Vrouwelijke geslachtsorganen.
- inwendige organen: ovaria, eileiders, uterus vagina. Bevinden zich alle in
de kleine bekken. Uitwendige: vulva.
- Ovarium.
De beide eierstokken liggen intraperitoneaal naast de uterus,
bevestigd aan ligamenten. Ligt in een bindweefselkapsel omgeven
door het peritoneum. De schors bevat de follikels in verschillende
ontwikkelingsstadia. Hierin bevinden zich de eicellen in een vloeistof,
omgeven door follikelepitheel en een mantel van bindweefsel.
primaire oocyten: begonnen met de eerste meiotische deling.
primaire follikel: primaire oocyt is omgeven door 1 laag cellen,
liggen in de schorslaag van het ovarium.
- De eileider: tuba.

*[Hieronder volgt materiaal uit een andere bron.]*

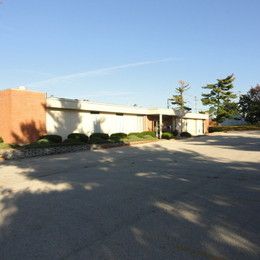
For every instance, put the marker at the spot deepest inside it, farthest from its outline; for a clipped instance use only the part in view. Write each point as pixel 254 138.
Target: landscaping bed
pixel 53 144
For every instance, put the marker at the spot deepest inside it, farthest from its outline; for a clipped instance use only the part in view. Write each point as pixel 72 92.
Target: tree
pixel 249 105
pixel 220 99
pixel 178 100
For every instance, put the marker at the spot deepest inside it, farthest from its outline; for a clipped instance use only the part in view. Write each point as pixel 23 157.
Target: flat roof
pixel 85 105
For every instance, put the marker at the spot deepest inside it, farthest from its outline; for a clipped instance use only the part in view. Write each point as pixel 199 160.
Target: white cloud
pixel 97 72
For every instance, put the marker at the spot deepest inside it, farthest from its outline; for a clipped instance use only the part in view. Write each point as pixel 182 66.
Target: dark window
pixel 94 112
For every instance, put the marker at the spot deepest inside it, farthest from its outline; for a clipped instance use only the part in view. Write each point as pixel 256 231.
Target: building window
pixel 94 112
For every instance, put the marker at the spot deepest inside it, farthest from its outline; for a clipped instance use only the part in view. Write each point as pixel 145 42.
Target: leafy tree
pixel 220 99
pixel 178 100
pixel 249 105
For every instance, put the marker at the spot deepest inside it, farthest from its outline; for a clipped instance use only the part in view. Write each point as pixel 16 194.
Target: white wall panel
pixel 64 122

Is intraperitoneaal gelegen in het bovenste
gedeelte van het ligamentum latum(brede baarmoederband).
Bestaat uit: infundibulum(trechter), ampulla (wijde gedeelte),
isthmus (nauw gedeelte), pars uterina ( deel in de wand van de
baarmoeder).
- Uterus.
Dient voor bescherming en ontwikkeling van het embryo evenals
voor de uitdrijving van het kind.
Bestaat uit: Fundus, corpus (het lichaam, grootste deel vd
baarmoeder), cervix (gaat over in de vagina).
De wand van de uterus ( van binnen naar buiten):
1. endometrium. Het slijmvlies en bestaat uit twee lagen; een dunne
basale laag , dat nauwelijks onderhevig is aan cyclische
veranderingen en niet tijdens de enstruatie wordt afgestoten, met
daarboven een laag die wel wordt afgestoten.